The application is used to perform a lot of heavy engineering calculations, these calculations produce an amazing amount of data which is then stored in a dataset. As well as that a subsection of other data (like a time based snapshot) had to be stored along with the result for producing reports. The specification gave an average of about 30 results per file and after only 3 results the files generated where storing over 2Mb of information... multiplying this up and it looked like files of around 60Mb where going to be 'the norm'. Not on my shift.
So the solution, serialise the dataset to binary and while it's serialising run it through GZip compression,. The result, the 2Mb file became 520K.... superb. 60 results maybe around 3Mb...
Here's the code snippets that was used..
The main namespaces involved.
Imports System.IO
Imports System.IO.Compression
Imports System.Runtime.Serialization.Formatters.Binary
Serialisation of a DataSet (named DocumentDataSet)
DocumentDataSet.RemotingFormat = SerializationFormat.Binary
DocumentDataSet.SchemaSerializationMode = SchemaSerializationMode.ExcludeSchema
Dim stream As Stream = File.Create(fileName)
Dim compress As New GZipStream(stream, CompressionMode.Compress)
Dim bin As New BinaryFormatter()
bin.Serialize(compress, DocumentDataSet)
compress.Close()
Make sure you exclude the schema, I found that including the schema produced a binary file larger than the XML file. Also make sure you close the GZipStream; if you don't you'll get an error on deserialization (something about reading past the end of the stream)

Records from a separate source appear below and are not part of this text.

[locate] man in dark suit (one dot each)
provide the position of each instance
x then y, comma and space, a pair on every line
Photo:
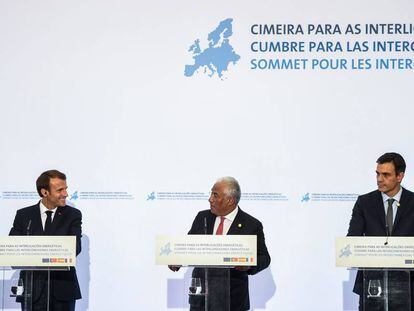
388, 211
226, 217
51, 216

Deserialisation of a DataSet (named DocumentDataSet)
DocumentDataSet.RemotingFormat = SerializationFormat.Binary
DocumentDataSet.SchemaSerializationMode = SchemaSerializationMode.ExcludeSchema
Dim stream As Stream = File.Open(fileName, FileMode.Open)
Dim decompress As New GZipStream(stream, CompressionMode.Decompress)
Dim bin As New BinaryFormatter()
DocumentDataSet = CType(bin.Deserialize(decompress), DocumentStructure)
decompress.Close()
The deserialization code is fairly straightforward. Remember to close the GZipStream when your finished. DocumentStructure is the DataSets type, DocumentDataSet is an instance of that type. Well worth knowing if your sending datasets over the wire or storing them in cache. You'll also notice a performance gain as Binary serialization is quicker than XML serialization, however one side effect is you can only deserialize the DataSet using a .NET language.